Aku jatuh cinta. Sungguh, aku mengatakanya. Jika ini bukan cinta, lalu apakah nama perasaan aneh ini? Yang karenanya, aku menyukai menulis liris sok romantis, membaca novel roman bahkan picisan, juga mendengar lagu gejolak perasaan yang dulu aku menyebutnya klise. Aku tidak pernah mengerti, dan aku tidak ingin mengerti mengapa hati cepat melemah jika ada dirimu. Dirimu yang lugu, cuek juga blagu.
Aku masih ingat saat itu, saat larikan senja jatuh di kelopak matamu yang duka, saat pertama kali aku menyadari kamu memang berbeda. Setiap mataku menemukan matamu, saat itulah aku menemukan deretan baris puisi dalam matamu itu. Aku menyadari aku telah jatuh cinta, bahkan sejak aku masih menganggapmu seorang pertapa. Kamu lelaki yang sederhana, tidak banyak tingkah juga tidak banyak bicara. Itu yang membuatmu terasa berbeda, aku selalu merasa ada sebuah gumpalan asap hitam dalam hatimu yang merah itu, juga tanda tanya besar yang masuk dalam tubuhmu. Kamu misteri.
Aku hanya jatuh cinta tidak lebih tidak kurang. Aku sudah mendengar tepukan-tepukan satu tangan dengan angin, bahkan saat pertama kali aku tersenyum mengingatmu, menyeret paksa ragamu kedalam mimpi malamku. Aku tahu kamu menyadari itu, menyadari degupan jantung saat tubuhmu bergegas melewati ragaku, menyadari mata ku yang mulai liar menatapmu. Kamu pasti tahu, hanya kamu pandai berpura-pura.
Tapi tere-liye benar bahwa cinta memang kesederhanaan, jika rumit maka tinggalkanlah jelas itu bukan cinta sejati. Azhar nurun ala juga benar, cinta tidak akan merugikan dirimu, jika kamu menjadi tidak produktif dan melupakan Tuhan maka tinggalkanlah itu bukan cinta.

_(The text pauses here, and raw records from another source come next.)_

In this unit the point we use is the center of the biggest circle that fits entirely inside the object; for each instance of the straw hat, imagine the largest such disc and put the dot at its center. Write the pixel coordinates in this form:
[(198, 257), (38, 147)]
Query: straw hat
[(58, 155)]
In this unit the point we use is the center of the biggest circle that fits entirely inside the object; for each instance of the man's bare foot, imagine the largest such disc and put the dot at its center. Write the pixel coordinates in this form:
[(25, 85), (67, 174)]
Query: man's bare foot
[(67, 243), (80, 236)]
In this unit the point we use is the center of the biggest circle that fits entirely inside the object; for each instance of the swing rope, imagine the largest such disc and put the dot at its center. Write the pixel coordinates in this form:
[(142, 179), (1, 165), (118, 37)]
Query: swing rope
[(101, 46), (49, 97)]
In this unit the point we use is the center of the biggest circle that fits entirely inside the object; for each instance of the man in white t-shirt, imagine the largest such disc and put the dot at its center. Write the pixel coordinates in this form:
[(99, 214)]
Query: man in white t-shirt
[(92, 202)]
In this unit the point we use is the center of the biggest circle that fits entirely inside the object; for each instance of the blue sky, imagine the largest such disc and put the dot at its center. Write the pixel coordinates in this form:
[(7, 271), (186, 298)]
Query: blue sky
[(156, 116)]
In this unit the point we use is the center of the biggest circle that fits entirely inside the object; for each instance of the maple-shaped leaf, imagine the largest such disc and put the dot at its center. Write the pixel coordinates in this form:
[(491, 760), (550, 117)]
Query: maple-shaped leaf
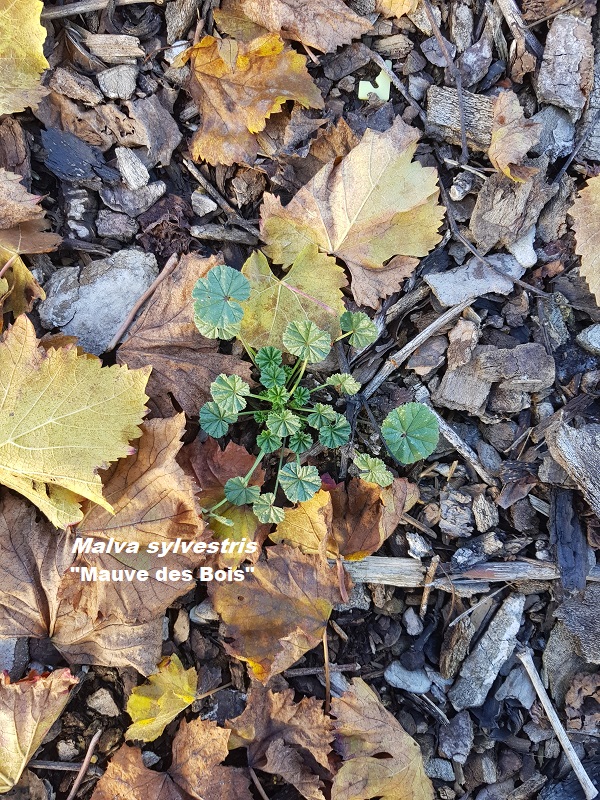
[(199, 748), (279, 611), (585, 212), (395, 8), (127, 778), (163, 697), (380, 758), (184, 363), (512, 137), (212, 468), (237, 85), (28, 709), (325, 25), (22, 59), (297, 296), (62, 417), (22, 230), (284, 738), (375, 204), (351, 521)]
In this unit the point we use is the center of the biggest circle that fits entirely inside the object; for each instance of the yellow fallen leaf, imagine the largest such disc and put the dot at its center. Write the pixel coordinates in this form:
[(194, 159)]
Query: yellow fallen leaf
[(395, 8), (157, 702), (22, 57), (586, 215), (512, 137), (380, 758), (62, 417), (237, 85), (374, 204), (309, 290), (28, 709)]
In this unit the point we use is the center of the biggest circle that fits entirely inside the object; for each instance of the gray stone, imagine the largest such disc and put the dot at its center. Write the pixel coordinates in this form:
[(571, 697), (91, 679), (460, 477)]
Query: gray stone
[(202, 203), (130, 201), (589, 339), (102, 701), (118, 83), (93, 301), (557, 135), (416, 681)]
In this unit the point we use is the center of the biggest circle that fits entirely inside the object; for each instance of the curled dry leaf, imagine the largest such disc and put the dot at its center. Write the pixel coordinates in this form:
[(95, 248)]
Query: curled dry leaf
[(22, 58), (236, 86), (278, 612), (184, 363), (352, 522), (28, 709), (63, 417), (376, 203), (212, 468), (586, 215), (325, 25), (380, 758), (298, 296), (512, 137), (22, 230), (163, 697), (285, 738)]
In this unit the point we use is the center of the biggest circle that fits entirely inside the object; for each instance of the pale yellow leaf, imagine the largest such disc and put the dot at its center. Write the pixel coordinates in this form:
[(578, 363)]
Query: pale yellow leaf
[(157, 702)]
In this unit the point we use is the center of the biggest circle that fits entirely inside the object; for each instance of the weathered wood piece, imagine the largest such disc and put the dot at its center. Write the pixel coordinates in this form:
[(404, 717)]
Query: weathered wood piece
[(443, 117)]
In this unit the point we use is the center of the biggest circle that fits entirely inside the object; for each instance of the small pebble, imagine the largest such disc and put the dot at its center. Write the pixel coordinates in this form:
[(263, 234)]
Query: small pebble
[(415, 681)]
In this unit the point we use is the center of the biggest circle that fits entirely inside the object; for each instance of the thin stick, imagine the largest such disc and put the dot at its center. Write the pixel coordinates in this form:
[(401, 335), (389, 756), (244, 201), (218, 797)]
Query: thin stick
[(588, 787), (396, 360), (218, 198), (85, 6), (257, 783), (327, 675), (429, 576), (168, 269), (464, 150), (85, 764)]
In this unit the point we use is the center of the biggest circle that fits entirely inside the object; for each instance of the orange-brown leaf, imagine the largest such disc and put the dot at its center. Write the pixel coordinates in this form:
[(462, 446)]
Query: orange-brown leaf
[(278, 612), (380, 758), (237, 86), (184, 363)]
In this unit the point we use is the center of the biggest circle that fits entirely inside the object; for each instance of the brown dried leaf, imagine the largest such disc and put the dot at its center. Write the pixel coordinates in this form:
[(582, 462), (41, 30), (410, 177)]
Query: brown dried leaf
[(279, 612), (184, 363), (237, 86), (512, 137), (284, 738), (380, 758), (324, 26), (585, 212), (28, 709), (212, 468)]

Kata-kata itu sudah kuhafal jauh lebih baik dalam kepala, menanamkanya dalam hati yang dataranya paling subur.
Tapi aku tidak mengerti, urusan ini semakin membuatku gila. Kita yang tidak pernah mengobrol barang 5 menit saja, tidak pernah mengirim pesan lewat sesuatu yang manusia menyebutnya handphone, tidak pernah saling menyapa, tapi hebatnya perasaan ini tidak pernah hilang walaupun sudah 5, 4, 7 atau bahkan keseratus kalinya aku menyugesti diri agar “melupakan” cinta itu. Aku tahu, bahwa kesederhanaan hanya tinggal siapa dan bagaimana dia mengaplikasikanya.
Aku berusaha sederhana mencintaimu. Tidak mengumbar-ngumbar rasa kesana kemari, kedunia tanpa batas atau sekedar memberikan sinyal ke otakmu. Tidak! Aku hanya mencintaimu lewat punggungmu yang bisu saat bertemu, lewat doa yang justru aku meminta melupakanmu, lewat kertas-pena-juga dedaunan yang selalu sabar menghiburku.
Tiba-tiba kamu mulai berubah, tidak ada lagi lengkungan senja dalam kelopak matamu, tidak ada lagi pertapa kehidupan, tidak ada lagi sikap yang dulu menawan. Entahlah, aku ingin bertanya apakah urusanmu sudah usai hingga secepat itu berubah atau kini ada matahari yang mengglayut dalam bola matamu. Aku tidak tahu, tapi aku masih mencintaimu. Ini gila! Diammu terkadang membuat sebuah pola energi yang meraup jiwa jiwa kelaparan, namun diammu juga terkadang menjadikan sebuah kaca bening dalam kedua mataku, yang pecah melebur membentuk anakan sungai yang bercabang-cabang melewati pipi-dagu-juga hidung.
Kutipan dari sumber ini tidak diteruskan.